Il processo di riforma della legge sull’aborto iniziò il 19 febbraio dello scorso anno, quando la Corte Costituzionale si espresse sulla legittimità costituzionale circa gli articoli 301 e 305 del codice penale. Suddetti articoli, stabiliscono che l’aborto, procurato o indotto da terzi, è un crimine perseguibile con una multa e condanna a reclusione fino ai 3 anni, a meno che l’interruzione non risulti essere necessaria per la salute della donna o quando la gravidanza risulta essere frutto di uno stupro ma se non vi è alcuna denuncia ufficiale, allora l’aborto non è consentito e molte donne ricorrono agli aborti clandestini. Un esempio facilmente riportabile è che, nel 2010, giornali di mezzo mondo non avevano raccontato di come in un tempio thailandese fossero stati rinvenuti resti di circa 2 mila feti sepolti.
Nel febbraio 2020, la Corte Costituzionale della Thailandia aveva ordinato una riscrittura parziale molto restrittiva della legge sull’aborto entro il febbraio del 2021. A fine dicembre, la Camera dei rappresentanti thailandese ha votato a favore di un disegno di legge che, se approvato anche dall’alta camera, renderà molto presto l’aborto una pratica del tutto legale.
Alla camera, il Movimento in Avanti, quale partito di opposizione pro alla democrazia e contro il militarismo, aveva presentato anche un altro disegno di legge, il quale però – pur essendo molto più vicino alle richieste dei movimenti femministi – non fu approvato: questo proponeva di consentire l’aborto fino alla 24esima settimana; nel testo, per lo più, la parola “donne” fu sostituita da “individui”, poiché alcune di queste transgender. Da tempo, i movimenti femministi richiedono anche la cancellazione di quella sezione del codice penale che criminalizza l’aborto, superando una logica punitiva per riconoscere l’aborto stesso come una questione non solo di diritto, bensì di autodeterminazione.
La Thailandia ad oggi risulta ancora essere un paese molto tradizionale in cui i valori buddisti condannato la pratica dell’aborto ma anche molte altre cose. Sulaiporn Chonwilai, ricercatrice indipendente vicina al gruppo femminista Tam Tang, suggerisce che, in media, il 20-30% delle donne ha cercato di abortire dopo la 12esima settimana di gravidanza: la bozza sostenuta dal governo potrebbe dunque non tenere conto della realtà degli aborti nel paese o non ritenerla pratica eseguibile.

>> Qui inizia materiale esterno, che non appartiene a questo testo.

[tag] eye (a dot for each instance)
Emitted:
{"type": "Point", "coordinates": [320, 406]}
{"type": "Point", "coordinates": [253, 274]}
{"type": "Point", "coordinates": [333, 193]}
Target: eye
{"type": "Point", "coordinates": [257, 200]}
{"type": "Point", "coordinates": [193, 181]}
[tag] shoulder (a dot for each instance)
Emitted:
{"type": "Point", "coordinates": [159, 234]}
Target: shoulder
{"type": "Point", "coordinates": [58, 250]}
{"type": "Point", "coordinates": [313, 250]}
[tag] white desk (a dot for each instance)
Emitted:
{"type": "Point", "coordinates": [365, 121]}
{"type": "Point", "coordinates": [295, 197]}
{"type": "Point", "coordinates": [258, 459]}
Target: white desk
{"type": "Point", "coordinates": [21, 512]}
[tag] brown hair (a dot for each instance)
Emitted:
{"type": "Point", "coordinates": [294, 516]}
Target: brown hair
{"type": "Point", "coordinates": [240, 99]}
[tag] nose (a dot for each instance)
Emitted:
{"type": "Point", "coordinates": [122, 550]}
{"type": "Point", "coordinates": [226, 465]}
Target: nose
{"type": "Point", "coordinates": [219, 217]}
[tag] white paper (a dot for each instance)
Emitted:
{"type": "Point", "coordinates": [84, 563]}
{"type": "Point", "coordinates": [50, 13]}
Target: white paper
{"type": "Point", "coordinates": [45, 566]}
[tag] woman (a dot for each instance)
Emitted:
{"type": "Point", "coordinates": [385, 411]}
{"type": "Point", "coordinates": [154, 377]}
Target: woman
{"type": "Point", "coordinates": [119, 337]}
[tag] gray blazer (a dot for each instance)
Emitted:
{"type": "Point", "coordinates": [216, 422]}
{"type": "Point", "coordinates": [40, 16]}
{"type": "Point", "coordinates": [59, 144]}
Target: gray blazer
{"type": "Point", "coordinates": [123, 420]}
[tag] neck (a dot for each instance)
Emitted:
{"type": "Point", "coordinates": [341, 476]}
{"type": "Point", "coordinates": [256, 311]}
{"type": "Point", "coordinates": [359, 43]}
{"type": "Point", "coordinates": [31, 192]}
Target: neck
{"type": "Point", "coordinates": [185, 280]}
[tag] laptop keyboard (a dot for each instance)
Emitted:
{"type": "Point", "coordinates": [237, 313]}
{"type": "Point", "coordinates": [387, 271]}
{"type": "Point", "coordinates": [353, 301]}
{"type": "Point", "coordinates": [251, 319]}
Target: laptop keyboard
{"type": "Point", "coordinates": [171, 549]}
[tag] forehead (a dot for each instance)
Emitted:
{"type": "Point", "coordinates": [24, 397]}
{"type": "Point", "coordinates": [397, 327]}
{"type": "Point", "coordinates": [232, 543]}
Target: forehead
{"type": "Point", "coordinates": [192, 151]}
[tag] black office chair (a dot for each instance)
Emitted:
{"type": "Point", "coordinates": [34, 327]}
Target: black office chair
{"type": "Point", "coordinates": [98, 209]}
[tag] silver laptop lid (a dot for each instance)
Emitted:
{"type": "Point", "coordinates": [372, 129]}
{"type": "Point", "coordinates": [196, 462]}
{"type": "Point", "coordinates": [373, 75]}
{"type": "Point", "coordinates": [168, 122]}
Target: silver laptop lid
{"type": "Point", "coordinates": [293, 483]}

Secondo alcune organizzazioni non governative, sul fronte del diritto all’aborto, pare ci siano stati però notevoli progressi. Nel 2005 furono inserite diverse eccezioni alla normativa vigente dando così ai giudici, almeno in teoria, la libertà di un’interpretazione ampia: alcune donne che vivono in precarie condizioni o alcune ragazze adolescenti che non avevano possibilità alcuna di crescere un bambini, non sono state vittime di alcuna sentenza penale.
Resta però ancora molto lavoro da fare sul fronte dei diritti e dell’educazione. Il Bangkok Post riporta che, nel 2019, nel paese thailandese sono nati 63.875 bambine e bambini da ragazze aventi un’età inferiore ai 20 anni: di questi, 2.190 sono nati da donne che avevano mediamente meno di 15 anni.